Finding Balance When Reality Hits
If things have seemed a little quiet on my end lately, you’re not wrong. I’ve always believed in keeping things real, so I wanted to open up a bit about where I’ve been and why I haven’t been present in the streaming community over the last few months.
When you stream—even for a smaller, close-knit group of viewers—there’s always a part of you that wants to keep the momentum going. But at the end of the day, I have a very strict rule for myself: I will always take care of what matters most in my life before anything else. My family is my absolute number one priority, and lately, they have needed 100% of my time, energy, and focus.
Real life turned the volume up to an eleven, and I had to step away from the mic to handle some heavy, exhausting situations under my own roof.
Navigating the Rough Waters
The last few months have been a massive test of endurance, mostly centering around wearing my full-time "Mom" hat. Both of my girls hit major milestone ages recently—one turning 19 and the other turning 14—and with those ages came some incredibly stressful real-world hurdles.
With my oldest, we’ve been navigating some heavy, ongoing legal and court logistics following a major mistake and a wrecked car. Helping her work through the fallout, dealing with the legal system, and trying to guide her toward a positive path forward has been an incredibly draining process that required a ton of tough love and emotional energy. On top of that, trying to get her sorted out with a reliable new ride meant diving headfirst into dealership negotiations, which felt like a literal boss fight all on its own.

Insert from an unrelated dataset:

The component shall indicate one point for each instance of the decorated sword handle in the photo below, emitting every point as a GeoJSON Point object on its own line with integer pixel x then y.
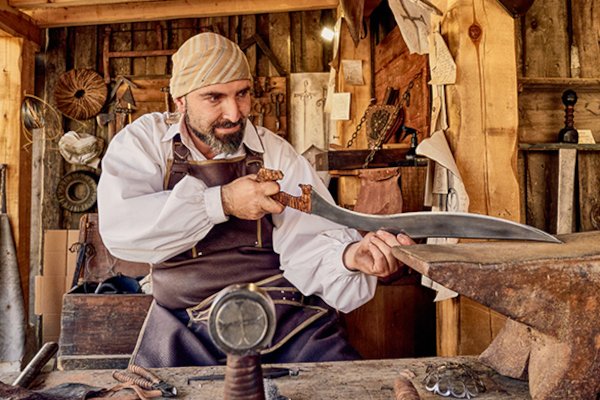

Just when I thought we were catching our breath and finding a rhythm, life threw a curveball from a completely different direction. My youngest went away to camp, only for me to get an emergency call that she had managed to accidentally break her tooth completely in half.
We are still in the thick of sorting out the upcoming dentist appointments and getting everything put back together on that front, but it completely threw our schedule into chaos.
Stepping Back to Reset
Between court logistics, incoming dental appointments, and keeping the general day-to-day household running smoothly with my husband, my mental bandwidth has been stretched to its absolute limit.
I’ve always said that I refuse to stream just to "check a box." If I can't bring genuine energy, or if my mind is completely consumed by real-world stress, I’d rather wait until the smoke clears. Turning on the setup and trying to force a high-energy environment just didn't make sense when my focus was required here at home.
The hardest parts of the storm are slowly getting sorted out, and we're taking things step-by-step. As for the streaming side of things? I'm not gone forever, but I’m also not rushing myself back onto a strict schedule. I'm taking the time I need to ensure my home front is entirely solid first.